2. A side job at a competitor can be a ground for dismissal
Separately from disruption of the main job, if a side job is carried out in an area that competes with the company, it constitutes a ground for dismissal in itself, regardless of whether company rules exist. This is because an employee owes a duty of good faith, as an ancillary obligation under the employment contract, not to infringe the employer's legitimate interests, and at the core of that duty lies the non-compete obligation.

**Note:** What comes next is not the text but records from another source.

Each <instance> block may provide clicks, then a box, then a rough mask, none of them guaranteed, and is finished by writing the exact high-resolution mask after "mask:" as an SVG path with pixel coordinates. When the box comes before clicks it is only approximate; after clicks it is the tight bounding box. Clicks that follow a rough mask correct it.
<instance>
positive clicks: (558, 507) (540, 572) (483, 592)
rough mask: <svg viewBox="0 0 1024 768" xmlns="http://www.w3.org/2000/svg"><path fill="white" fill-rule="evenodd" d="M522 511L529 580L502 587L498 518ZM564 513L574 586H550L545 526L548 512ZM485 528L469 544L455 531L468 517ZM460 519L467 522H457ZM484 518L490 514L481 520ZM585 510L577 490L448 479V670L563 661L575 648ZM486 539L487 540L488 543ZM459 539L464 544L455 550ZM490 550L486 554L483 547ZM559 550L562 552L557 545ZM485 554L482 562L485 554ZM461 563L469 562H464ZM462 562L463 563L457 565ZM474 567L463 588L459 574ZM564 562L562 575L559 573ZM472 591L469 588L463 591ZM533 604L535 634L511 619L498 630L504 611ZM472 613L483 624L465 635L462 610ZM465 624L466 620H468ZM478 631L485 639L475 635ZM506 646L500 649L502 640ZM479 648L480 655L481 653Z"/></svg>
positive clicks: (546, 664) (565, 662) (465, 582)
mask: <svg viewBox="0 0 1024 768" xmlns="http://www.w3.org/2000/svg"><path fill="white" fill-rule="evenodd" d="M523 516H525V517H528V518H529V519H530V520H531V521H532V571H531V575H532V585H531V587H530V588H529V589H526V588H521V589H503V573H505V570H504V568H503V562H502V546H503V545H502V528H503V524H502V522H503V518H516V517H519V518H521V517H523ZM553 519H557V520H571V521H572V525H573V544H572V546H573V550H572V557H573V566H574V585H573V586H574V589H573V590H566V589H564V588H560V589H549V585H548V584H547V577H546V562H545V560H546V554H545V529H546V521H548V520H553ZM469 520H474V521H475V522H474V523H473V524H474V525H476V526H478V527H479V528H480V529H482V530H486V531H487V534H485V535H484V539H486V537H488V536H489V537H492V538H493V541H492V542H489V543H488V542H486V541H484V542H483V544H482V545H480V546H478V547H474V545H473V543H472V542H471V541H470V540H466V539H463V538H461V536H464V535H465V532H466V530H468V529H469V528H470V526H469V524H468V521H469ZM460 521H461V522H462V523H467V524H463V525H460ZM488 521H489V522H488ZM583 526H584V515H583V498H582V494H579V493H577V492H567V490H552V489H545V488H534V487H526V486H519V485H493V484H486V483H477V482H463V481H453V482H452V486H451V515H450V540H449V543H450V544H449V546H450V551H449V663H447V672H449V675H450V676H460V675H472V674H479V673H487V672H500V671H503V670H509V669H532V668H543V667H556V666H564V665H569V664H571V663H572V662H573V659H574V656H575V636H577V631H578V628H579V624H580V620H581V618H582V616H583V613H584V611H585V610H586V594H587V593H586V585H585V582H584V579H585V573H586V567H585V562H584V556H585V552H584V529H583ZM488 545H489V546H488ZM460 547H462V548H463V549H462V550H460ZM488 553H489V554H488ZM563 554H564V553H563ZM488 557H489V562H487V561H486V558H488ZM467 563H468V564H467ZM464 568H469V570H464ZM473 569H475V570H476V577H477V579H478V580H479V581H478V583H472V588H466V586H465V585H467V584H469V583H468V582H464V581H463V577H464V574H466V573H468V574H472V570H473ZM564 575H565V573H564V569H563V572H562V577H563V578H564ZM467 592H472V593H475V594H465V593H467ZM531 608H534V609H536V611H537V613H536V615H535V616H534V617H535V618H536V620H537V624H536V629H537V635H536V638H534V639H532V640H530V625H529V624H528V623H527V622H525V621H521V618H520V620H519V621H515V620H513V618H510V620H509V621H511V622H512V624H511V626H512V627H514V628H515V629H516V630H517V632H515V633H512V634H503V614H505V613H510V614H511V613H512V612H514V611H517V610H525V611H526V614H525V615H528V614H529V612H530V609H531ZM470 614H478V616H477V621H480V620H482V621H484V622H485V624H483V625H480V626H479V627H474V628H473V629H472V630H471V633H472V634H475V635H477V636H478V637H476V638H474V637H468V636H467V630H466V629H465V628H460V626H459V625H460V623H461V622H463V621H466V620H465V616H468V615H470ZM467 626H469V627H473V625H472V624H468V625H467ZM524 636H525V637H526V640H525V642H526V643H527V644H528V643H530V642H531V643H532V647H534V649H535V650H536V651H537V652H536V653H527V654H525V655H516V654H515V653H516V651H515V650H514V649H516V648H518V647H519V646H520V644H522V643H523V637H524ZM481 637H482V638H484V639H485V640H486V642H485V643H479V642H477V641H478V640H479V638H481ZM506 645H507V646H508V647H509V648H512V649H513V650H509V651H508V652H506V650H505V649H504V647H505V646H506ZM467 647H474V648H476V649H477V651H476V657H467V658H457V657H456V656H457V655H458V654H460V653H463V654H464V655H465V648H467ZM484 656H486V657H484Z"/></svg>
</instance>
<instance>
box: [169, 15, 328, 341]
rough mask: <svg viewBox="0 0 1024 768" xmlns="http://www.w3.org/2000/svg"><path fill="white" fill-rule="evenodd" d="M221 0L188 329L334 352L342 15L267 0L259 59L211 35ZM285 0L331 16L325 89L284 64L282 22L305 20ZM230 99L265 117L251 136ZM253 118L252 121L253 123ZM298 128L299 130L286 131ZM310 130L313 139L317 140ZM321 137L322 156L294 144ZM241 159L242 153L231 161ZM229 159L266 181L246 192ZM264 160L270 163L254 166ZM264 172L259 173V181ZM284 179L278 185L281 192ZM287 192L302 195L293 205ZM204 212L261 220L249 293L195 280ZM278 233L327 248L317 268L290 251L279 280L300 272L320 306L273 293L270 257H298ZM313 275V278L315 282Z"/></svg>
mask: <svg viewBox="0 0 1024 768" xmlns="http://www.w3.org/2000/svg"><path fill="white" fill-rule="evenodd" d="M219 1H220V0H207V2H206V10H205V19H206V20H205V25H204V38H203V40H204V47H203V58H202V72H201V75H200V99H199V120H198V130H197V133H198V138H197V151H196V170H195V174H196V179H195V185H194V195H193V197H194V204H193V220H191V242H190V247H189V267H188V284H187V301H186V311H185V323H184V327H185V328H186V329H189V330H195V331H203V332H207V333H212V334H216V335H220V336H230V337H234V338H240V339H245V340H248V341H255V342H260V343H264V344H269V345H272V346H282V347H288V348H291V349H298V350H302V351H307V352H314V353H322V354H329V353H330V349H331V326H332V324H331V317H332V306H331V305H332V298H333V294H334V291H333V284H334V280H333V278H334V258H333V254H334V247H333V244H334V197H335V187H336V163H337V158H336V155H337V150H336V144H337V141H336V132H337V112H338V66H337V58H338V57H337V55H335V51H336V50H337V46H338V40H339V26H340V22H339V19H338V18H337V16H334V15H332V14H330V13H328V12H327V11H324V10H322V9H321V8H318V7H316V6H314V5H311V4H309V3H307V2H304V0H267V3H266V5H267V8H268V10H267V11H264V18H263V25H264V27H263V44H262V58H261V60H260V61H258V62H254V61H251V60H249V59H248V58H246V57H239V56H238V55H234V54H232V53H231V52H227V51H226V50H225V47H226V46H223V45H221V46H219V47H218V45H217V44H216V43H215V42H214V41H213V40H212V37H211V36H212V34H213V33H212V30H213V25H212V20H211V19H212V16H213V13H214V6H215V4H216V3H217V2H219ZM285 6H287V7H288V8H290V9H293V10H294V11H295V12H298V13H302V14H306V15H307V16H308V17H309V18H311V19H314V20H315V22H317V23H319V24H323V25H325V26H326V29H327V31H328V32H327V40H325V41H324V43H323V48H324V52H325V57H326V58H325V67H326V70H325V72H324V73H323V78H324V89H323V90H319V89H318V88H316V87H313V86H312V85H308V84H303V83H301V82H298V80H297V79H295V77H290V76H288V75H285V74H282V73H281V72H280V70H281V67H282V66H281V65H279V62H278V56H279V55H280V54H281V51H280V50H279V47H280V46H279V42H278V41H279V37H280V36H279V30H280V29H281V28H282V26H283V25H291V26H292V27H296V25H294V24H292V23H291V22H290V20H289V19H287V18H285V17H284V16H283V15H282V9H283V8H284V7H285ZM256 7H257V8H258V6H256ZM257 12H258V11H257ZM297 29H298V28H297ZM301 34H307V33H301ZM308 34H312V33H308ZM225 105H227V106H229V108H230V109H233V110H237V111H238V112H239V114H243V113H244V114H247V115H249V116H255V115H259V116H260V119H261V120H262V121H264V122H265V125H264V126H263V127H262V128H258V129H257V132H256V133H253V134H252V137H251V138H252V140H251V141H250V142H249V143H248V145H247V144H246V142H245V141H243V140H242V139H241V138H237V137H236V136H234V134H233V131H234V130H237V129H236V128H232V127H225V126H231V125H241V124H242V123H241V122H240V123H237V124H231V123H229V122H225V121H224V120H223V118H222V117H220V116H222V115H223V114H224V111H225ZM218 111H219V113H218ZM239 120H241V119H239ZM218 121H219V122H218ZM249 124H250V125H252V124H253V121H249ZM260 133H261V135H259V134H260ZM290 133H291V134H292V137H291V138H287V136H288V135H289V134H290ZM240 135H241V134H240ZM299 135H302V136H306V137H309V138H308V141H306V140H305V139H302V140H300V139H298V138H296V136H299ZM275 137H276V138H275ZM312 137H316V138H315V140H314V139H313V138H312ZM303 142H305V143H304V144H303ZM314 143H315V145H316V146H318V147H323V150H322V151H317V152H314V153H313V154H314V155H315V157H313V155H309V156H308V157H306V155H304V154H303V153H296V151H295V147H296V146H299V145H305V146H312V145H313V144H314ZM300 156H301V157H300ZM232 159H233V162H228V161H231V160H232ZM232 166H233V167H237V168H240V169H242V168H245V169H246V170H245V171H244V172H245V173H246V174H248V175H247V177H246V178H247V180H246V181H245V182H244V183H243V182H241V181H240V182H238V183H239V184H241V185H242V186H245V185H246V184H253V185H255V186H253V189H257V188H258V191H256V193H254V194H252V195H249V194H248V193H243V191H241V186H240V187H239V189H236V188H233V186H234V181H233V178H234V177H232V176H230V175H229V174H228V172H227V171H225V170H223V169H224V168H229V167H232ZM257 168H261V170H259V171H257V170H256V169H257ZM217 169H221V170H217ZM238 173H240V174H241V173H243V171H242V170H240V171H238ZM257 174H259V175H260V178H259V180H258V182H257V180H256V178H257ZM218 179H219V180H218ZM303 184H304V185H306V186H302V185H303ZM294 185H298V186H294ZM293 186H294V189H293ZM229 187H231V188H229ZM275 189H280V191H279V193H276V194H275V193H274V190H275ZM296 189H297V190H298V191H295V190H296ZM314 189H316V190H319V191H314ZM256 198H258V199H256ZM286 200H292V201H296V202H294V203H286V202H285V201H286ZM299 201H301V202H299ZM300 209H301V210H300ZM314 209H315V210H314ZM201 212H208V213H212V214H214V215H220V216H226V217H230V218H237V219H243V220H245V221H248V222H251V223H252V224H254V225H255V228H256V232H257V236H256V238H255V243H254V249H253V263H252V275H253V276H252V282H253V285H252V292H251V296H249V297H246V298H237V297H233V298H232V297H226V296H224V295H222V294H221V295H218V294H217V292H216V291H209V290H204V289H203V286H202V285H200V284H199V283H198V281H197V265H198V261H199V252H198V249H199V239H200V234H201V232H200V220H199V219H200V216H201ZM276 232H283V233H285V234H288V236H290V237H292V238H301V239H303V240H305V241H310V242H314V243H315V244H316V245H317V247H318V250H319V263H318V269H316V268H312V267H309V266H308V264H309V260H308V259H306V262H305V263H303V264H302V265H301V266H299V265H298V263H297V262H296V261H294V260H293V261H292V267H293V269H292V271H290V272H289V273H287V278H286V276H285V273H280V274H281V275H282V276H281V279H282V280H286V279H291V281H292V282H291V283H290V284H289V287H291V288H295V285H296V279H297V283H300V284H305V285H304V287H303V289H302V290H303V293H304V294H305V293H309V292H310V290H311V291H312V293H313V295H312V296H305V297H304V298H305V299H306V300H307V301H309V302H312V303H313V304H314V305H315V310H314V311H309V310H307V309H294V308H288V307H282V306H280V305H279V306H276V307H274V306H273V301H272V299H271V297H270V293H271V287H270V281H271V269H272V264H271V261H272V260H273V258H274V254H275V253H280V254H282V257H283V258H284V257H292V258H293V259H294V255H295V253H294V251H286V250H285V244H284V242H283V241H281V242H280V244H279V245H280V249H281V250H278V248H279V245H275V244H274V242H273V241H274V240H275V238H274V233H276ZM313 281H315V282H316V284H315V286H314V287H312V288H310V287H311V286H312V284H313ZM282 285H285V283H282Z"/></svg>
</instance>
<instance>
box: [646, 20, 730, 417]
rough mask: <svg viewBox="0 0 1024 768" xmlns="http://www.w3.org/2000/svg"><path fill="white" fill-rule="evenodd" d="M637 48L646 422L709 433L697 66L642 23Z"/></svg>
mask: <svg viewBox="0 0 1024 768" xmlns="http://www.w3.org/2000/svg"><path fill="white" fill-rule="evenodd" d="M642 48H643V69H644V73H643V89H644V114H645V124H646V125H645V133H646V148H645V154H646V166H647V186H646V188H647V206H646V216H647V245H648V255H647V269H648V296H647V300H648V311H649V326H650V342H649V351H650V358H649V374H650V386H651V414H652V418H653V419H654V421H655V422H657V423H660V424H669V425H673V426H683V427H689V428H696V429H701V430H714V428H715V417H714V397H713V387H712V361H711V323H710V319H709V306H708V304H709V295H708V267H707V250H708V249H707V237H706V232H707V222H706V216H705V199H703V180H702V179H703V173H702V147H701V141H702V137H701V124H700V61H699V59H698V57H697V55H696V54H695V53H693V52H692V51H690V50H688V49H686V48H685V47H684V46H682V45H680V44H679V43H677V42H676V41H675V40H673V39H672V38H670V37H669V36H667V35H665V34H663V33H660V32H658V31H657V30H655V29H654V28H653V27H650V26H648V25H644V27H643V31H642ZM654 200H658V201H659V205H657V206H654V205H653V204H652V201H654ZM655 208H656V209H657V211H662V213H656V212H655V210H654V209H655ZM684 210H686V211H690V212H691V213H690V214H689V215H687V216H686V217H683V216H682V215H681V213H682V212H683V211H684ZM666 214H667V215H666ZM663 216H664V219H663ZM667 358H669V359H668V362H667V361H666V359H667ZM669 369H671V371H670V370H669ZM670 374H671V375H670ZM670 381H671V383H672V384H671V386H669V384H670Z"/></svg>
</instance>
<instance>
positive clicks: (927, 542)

In a case where a weekly news magazine reporter, during an internal disciplinary dispute, set up a company that published a competing outlet together with colleagues and personally acted as its representative director and publisher, the Supreme Court held that the act of publishing the competing outlet constituted a separate ground for dismissal amounting to a breach of the non-compete obligation, and that it reached a degree at which continuing the employment relationship was difficult under generally accepted social norms, so the dismissal was not an abuse or deviation of disciplinary discretion (Supreme Court, Judgment of Sep. 27, 2012, 2010Da99279). The moment a side job reaches into the territory of a competitor, even if the company rules do not expressly prohibit it, that side job can be seen as falling outside the realm of private life.
[1] First instance: Seoul Administrative Court 2021GuHap76484, plaintiff lost; the appellate court maintained the result, and it was finalized by the Supreme Court's dismissal of the appeal without review, 2024Du42932.
[2] First-instance judgment; whether an appeal was filed is unconfirmed.